What Are Growth Metrics Telling Us About The Low P/E?

The only time you'd be truly comfortable seeing a P/E as low as Arman Financial Services' is when the company's growth is on track to lag the market.

If we review the last year of earnings growth, the company posted a terrific increase of 81%. Pleasingly, EPS has also lifted 597% in aggregate from three years ago, thanks to the last 12 months of growth. So we can start by confirming that the company has done a great job of growing earnings over that time.

Comparing that to the market, which is only predicted to deliver 9.8% growth in the next 12 months, the company's momentum is stronger based on recent medium-term annualised earnings results.

With this information, we find it odd that Arman Financial Services is trading at a P/E lower than the market. It looks like most investors are not convinced the company can maintain its recent growth rates.

The Bottom Line On Arman Financial Services' P/E

It's argued the price-to-earnings ratio is an inferior measure of value within certain industries, but it can be a powerful business sentiment indicator.

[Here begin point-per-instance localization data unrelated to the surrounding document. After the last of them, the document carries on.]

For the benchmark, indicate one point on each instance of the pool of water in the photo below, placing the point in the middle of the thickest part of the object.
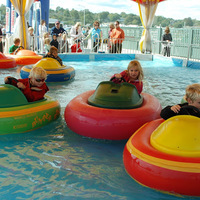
(55, 163)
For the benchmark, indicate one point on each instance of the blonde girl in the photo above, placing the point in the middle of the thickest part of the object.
(134, 75)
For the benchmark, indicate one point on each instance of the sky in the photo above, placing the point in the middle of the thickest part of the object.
(176, 9)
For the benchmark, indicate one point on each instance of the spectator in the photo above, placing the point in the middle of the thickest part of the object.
(54, 42)
(47, 45)
(76, 33)
(15, 46)
(76, 47)
(31, 38)
(65, 46)
(42, 31)
(167, 39)
(117, 37)
(58, 31)
(53, 53)
(96, 36)
(1, 43)
(111, 26)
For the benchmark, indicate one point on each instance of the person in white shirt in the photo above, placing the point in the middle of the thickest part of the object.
(42, 30)
(76, 33)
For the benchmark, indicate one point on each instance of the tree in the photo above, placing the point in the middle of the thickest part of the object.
(2, 14)
(188, 21)
(104, 16)
(114, 17)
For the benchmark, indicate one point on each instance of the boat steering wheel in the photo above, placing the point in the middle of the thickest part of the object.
(122, 79)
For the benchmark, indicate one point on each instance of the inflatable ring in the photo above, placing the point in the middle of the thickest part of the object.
(55, 72)
(165, 155)
(18, 115)
(7, 62)
(105, 123)
(26, 57)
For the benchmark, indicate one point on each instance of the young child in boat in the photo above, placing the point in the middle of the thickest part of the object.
(133, 74)
(53, 53)
(34, 87)
(15, 46)
(192, 107)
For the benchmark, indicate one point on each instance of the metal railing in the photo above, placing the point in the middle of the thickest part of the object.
(186, 42)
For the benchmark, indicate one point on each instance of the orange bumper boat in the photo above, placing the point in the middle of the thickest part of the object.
(113, 111)
(165, 155)
(26, 57)
(7, 61)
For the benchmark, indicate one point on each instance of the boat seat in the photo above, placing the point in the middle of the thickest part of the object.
(11, 96)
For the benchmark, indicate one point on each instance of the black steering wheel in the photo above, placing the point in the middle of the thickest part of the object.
(18, 49)
(190, 108)
(122, 79)
(12, 81)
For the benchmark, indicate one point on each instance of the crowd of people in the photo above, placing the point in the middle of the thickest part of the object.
(73, 41)
(81, 37)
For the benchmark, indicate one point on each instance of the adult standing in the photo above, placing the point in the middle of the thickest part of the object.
(167, 39)
(42, 30)
(76, 33)
(111, 26)
(1, 43)
(96, 36)
(117, 37)
(58, 31)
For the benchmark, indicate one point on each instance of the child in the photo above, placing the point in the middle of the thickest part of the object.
(54, 42)
(15, 46)
(47, 45)
(133, 74)
(33, 87)
(192, 107)
(53, 53)
(74, 48)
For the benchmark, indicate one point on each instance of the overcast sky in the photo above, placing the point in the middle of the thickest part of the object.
(176, 9)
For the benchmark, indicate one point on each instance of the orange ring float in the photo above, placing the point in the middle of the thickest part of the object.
(165, 155)
(105, 123)
(26, 57)
(7, 62)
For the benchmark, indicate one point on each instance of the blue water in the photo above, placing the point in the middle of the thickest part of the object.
(54, 163)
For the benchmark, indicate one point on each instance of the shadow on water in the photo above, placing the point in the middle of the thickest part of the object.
(55, 163)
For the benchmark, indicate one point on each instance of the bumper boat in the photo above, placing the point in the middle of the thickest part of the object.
(17, 115)
(26, 57)
(165, 155)
(113, 111)
(55, 72)
(7, 61)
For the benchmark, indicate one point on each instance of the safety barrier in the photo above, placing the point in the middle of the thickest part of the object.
(186, 43)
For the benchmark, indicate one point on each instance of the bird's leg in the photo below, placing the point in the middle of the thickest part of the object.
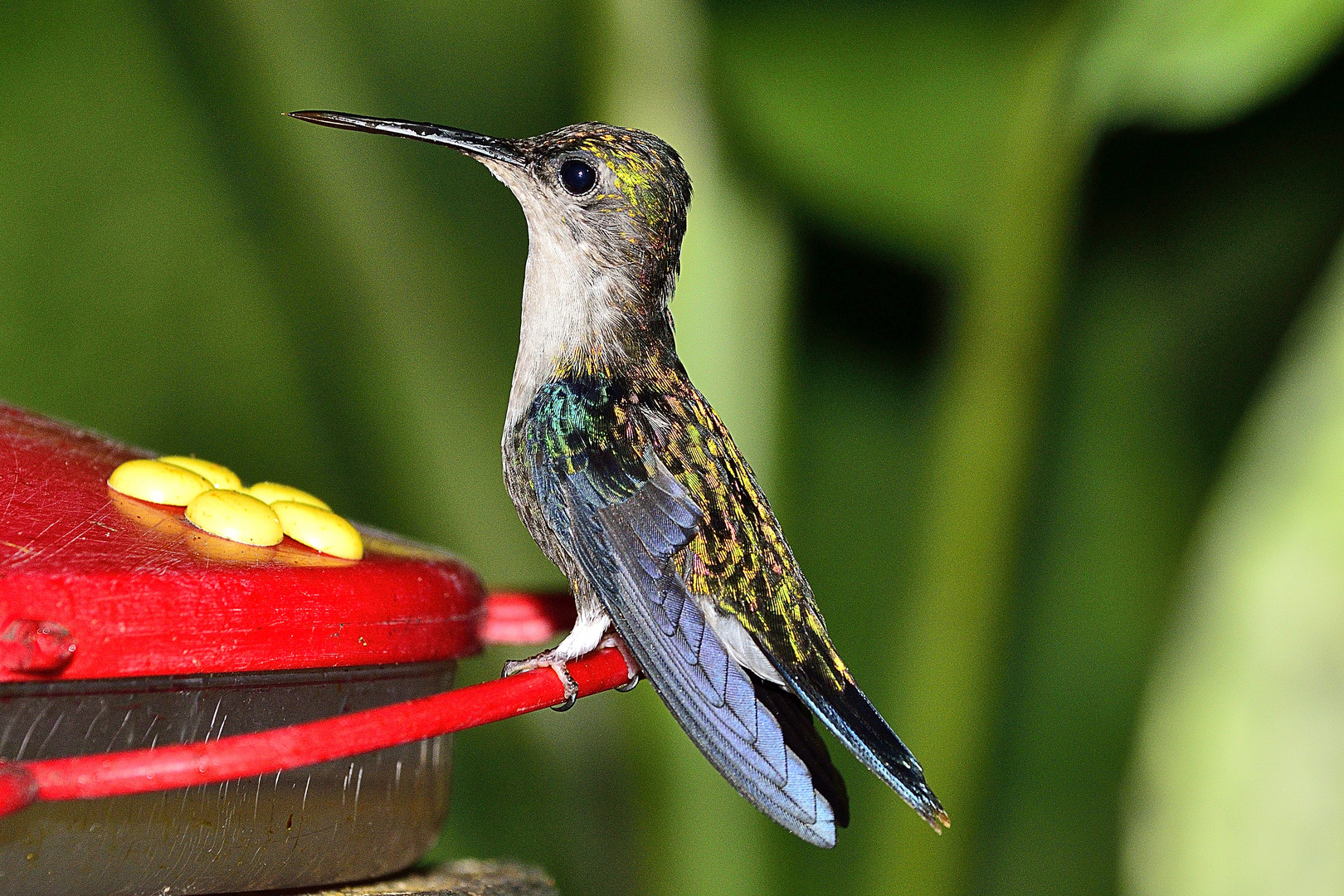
(613, 640)
(548, 660)
(582, 638)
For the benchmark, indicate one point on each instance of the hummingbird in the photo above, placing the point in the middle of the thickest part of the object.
(632, 485)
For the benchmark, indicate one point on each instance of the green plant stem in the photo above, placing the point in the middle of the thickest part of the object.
(949, 666)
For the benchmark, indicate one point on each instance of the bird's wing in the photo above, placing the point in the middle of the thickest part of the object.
(624, 518)
(739, 558)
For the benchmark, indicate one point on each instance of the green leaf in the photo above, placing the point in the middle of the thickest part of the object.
(1200, 62)
(1237, 783)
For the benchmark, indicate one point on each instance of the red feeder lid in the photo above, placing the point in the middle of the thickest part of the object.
(97, 585)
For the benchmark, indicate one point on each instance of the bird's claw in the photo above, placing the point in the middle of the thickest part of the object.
(613, 640)
(548, 660)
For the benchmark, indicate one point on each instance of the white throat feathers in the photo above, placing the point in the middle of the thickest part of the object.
(570, 296)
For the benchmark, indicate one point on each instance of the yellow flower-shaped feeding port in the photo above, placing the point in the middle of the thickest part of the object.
(320, 529)
(236, 516)
(272, 492)
(158, 483)
(221, 477)
(217, 503)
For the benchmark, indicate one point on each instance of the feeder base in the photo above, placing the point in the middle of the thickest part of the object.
(465, 878)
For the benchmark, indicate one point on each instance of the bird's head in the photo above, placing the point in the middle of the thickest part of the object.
(605, 206)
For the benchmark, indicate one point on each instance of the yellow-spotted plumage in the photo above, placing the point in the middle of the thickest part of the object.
(629, 481)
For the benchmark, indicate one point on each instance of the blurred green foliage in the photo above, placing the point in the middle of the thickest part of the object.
(983, 289)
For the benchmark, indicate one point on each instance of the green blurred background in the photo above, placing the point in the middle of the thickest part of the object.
(1029, 314)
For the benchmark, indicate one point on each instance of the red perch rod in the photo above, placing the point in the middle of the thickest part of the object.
(266, 751)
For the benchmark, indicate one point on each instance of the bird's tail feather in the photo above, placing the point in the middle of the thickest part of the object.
(800, 735)
(851, 716)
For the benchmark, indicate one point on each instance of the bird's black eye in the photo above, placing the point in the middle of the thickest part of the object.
(577, 176)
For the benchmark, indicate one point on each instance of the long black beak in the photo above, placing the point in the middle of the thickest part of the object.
(472, 144)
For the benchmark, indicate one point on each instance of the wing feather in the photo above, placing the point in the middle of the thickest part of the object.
(624, 518)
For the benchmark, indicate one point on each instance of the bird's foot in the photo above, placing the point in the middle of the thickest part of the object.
(615, 640)
(548, 660)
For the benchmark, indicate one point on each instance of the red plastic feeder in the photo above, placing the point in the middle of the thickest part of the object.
(180, 713)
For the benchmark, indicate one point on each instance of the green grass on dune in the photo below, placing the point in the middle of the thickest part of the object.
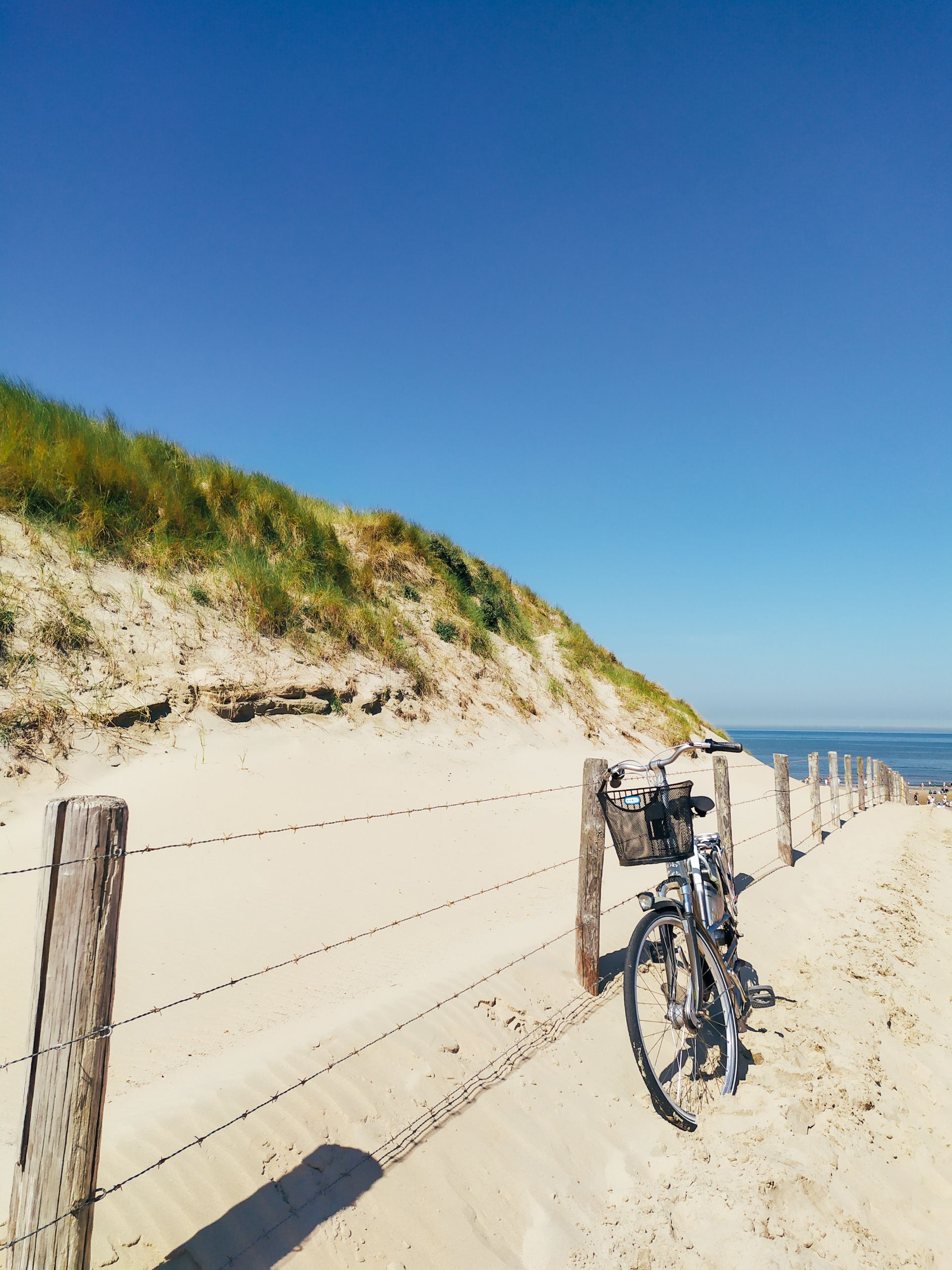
(289, 564)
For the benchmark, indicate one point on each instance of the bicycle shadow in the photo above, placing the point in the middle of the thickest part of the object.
(259, 1231)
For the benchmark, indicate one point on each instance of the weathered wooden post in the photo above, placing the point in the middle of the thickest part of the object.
(592, 855)
(848, 780)
(55, 1171)
(817, 820)
(781, 784)
(722, 799)
(833, 767)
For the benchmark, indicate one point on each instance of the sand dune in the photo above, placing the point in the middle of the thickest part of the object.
(508, 1128)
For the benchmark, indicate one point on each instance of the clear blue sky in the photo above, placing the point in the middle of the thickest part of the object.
(647, 303)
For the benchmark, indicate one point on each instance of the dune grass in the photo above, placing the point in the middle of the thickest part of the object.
(287, 564)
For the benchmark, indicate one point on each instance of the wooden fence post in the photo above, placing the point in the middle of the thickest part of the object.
(848, 780)
(817, 821)
(722, 798)
(833, 767)
(781, 784)
(592, 855)
(74, 978)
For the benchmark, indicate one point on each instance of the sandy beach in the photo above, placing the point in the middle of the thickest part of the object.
(509, 1127)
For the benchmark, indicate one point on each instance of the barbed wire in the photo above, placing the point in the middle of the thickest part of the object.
(315, 825)
(397, 1144)
(102, 1193)
(107, 1029)
(295, 828)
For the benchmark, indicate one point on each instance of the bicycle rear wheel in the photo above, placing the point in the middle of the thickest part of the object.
(685, 1069)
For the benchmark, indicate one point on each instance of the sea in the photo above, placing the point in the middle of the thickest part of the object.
(919, 756)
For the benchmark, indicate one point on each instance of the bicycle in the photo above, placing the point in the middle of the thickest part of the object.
(687, 994)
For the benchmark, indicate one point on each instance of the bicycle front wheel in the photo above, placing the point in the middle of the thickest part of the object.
(685, 1067)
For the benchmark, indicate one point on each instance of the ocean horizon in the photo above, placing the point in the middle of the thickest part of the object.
(922, 756)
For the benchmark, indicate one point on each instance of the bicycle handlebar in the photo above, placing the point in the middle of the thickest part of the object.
(658, 762)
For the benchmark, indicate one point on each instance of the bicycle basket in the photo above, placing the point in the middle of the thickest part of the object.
(643, 831)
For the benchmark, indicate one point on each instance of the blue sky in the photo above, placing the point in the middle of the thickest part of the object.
(647, 303)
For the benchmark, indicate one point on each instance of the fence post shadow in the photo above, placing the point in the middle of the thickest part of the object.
(259, 1231)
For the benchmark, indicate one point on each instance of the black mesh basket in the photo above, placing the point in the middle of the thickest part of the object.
(643, 831)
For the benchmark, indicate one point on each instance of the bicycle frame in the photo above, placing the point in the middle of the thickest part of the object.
(688, 877)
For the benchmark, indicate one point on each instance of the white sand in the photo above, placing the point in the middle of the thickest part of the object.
(835, 1148)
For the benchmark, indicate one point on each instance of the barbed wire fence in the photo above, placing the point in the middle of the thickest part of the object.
(103, 835)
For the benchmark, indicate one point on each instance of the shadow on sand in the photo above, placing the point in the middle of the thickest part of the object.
(261, 1231)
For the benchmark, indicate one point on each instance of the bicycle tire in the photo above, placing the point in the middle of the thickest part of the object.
(717, 1035)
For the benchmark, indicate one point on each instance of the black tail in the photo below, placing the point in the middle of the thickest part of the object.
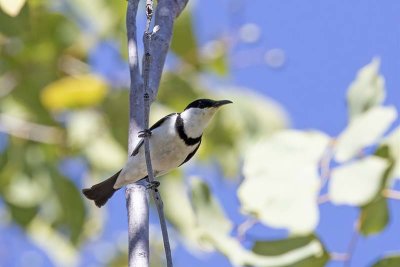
(101, 192)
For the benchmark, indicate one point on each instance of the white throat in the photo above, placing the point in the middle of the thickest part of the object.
(195, 120)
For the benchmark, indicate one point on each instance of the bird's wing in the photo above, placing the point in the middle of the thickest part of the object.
(191, 153)
(154, 126)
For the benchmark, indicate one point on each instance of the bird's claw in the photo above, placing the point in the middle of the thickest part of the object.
(144, 133)
(153, 185)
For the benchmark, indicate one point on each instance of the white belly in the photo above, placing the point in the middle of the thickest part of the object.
(167, 152)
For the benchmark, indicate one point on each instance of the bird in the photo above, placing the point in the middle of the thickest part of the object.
(173, 141)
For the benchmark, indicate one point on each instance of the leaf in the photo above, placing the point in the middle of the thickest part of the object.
(367, 91)
(72, 92)
(57, 248)
(392, 141)
(363, 131)
(22, 215)
(12, 7)
(177, 91)
(103, 152)
(358, 182)
(250, 117)
(184, 43)
(374, 216)
(72, 206)
(214, 57)
(281, 182)
(389, 261)
(276, 247)
(213, 229)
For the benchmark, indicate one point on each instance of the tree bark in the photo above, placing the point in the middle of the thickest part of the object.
(137, 201)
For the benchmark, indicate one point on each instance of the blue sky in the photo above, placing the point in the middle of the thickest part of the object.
(325, 43)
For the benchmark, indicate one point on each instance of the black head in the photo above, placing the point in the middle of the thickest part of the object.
(207, 103)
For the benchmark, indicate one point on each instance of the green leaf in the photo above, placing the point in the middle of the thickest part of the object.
(392, 142)
(367, 91)
(214, 230)
(184, 43)
(177, 91)
(278, 195)
(56, 246)
(73, 209)
(116, 110)
(374, 217)
(277, 247)
(251, 116)
(22, 215)
(390, 261)
(12, 7)
(358, 182)
(77, 91)
(365, 130)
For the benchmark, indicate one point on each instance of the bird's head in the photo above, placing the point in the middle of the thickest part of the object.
(198, 114)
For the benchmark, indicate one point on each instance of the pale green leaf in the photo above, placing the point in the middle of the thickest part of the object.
(184, 42)
(71, 92)
(56, 246)
(281, 182)
(213, 229)
(103, 151)
(389, 261)
(12, 7)
(367, 91)
(358, 182)
(250, 117)
(374, 216)
(393, 143)
(365, 130)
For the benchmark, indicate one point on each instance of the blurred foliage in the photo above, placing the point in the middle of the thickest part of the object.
(390, 261)
(54, 107)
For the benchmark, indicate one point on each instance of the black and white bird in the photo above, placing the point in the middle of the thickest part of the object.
(173, 141)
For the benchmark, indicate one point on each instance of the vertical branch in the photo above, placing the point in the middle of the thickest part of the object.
(146, 67)
(143, 91)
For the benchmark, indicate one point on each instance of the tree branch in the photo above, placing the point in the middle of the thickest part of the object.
(136, 197)
(156, 52)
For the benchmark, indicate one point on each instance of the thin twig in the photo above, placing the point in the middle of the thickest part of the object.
(146, 68)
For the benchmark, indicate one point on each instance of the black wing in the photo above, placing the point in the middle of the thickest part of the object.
(154, 126)
(191, 154)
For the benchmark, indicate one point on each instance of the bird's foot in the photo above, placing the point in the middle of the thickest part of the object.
(145, 133)
(153, 185)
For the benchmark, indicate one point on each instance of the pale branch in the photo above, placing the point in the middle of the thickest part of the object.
(165, 14)
(136, 197)
(31, 131)
(147, 39)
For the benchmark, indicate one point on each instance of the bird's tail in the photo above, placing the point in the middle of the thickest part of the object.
(101, 192)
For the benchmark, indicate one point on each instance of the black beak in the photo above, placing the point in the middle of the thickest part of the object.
(221, 103)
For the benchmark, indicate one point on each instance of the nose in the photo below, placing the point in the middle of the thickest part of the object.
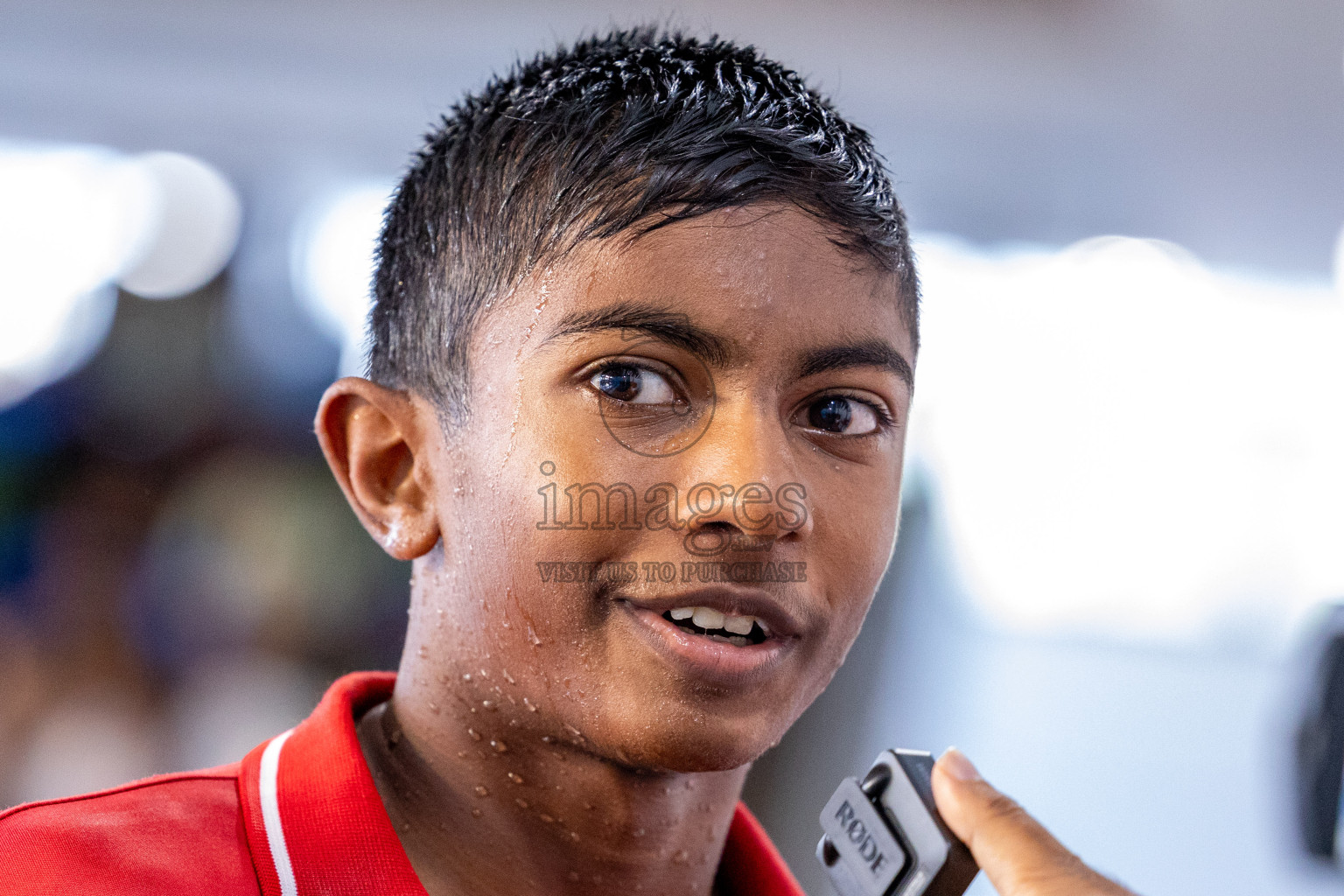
(745, 488)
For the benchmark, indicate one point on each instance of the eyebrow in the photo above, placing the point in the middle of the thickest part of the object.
(874, 352)
(654, 323)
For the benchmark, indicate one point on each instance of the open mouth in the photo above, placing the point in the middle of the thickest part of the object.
(741, 632)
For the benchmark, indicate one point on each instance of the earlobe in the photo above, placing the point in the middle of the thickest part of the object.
(376, 449)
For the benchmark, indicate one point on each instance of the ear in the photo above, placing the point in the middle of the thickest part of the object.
(378, 446)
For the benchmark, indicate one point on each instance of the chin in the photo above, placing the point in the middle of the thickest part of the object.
(686, 745)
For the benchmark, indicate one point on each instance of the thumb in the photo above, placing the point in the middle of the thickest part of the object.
(1016, 853)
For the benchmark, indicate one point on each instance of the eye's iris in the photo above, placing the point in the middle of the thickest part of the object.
(622, 383)
(831, 414)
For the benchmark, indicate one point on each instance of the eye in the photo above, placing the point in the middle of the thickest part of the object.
(843, 416)
(634, 384)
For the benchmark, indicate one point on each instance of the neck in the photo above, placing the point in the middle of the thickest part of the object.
(516, 815)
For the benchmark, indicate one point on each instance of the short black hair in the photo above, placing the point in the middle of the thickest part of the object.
(617, 135)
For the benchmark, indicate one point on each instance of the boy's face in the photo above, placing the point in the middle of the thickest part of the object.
(742, 384)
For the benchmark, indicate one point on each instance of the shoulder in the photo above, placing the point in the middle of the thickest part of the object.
(179, 833)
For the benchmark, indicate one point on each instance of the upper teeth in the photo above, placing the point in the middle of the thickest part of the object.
(710, 618)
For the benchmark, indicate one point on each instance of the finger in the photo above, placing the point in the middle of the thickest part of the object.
(1016, 853)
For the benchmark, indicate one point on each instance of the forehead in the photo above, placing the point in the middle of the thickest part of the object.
(766, 276)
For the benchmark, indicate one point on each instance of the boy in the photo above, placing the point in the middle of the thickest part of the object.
(642, 355)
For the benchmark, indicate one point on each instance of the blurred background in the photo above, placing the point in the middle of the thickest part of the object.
(1124, 514)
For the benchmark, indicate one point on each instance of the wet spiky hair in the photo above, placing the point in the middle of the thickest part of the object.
(616, 135)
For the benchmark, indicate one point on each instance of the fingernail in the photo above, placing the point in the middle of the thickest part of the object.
(956, 765)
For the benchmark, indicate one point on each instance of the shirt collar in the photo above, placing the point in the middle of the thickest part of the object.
(316, 823)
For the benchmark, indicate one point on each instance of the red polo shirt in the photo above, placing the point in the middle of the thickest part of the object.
(300, 815)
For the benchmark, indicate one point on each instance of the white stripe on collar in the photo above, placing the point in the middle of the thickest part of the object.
(270, 815)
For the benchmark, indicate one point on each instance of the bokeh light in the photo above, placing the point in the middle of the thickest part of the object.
(74, 222)
(1130, 444)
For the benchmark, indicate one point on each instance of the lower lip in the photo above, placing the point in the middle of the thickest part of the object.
(701, 655)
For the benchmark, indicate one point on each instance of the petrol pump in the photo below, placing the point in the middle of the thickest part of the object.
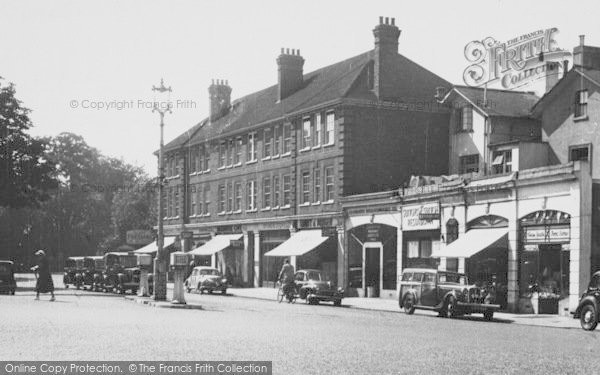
(144, 262)
(179, 264)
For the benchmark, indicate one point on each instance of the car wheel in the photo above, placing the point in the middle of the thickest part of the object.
(409, 304)
(588, 318)
(449, 308)
(488, 315)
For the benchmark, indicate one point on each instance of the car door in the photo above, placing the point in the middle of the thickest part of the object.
(428, 289)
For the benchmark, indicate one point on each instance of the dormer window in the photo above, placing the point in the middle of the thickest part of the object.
(464, 118)
(581, 103)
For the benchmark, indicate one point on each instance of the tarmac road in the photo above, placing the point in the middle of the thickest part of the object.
(298, 338)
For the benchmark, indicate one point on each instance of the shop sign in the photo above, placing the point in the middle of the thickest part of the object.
(236, 243)
(372, 232)
(328, 231)
(421, 217)
(139, 237)
(546, 234)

We've established that Arman Financial Services currently trades on a much lower than expected P/E since its recent three-year growth is higher than the wider market forecast. When we see strong earnings with faster-than-market growth, we assume potential risks are what might be placing significant pressure on the P/E ratio. At least price risks look to be very low if recent medium-term earnings trends continue, but investors seem to think future earnings could see a lot of volatility.

Before you take the next step, you should know about the 5 warning signs for Arman Financial Services (1 makes us a bit uncomfortable!) that we have uncovered.

Of course, you might find a fantastic investment by looking at a few good candidates. So take a peek at this free list of companies with a strong growth track record, trading on a P/E below 20x.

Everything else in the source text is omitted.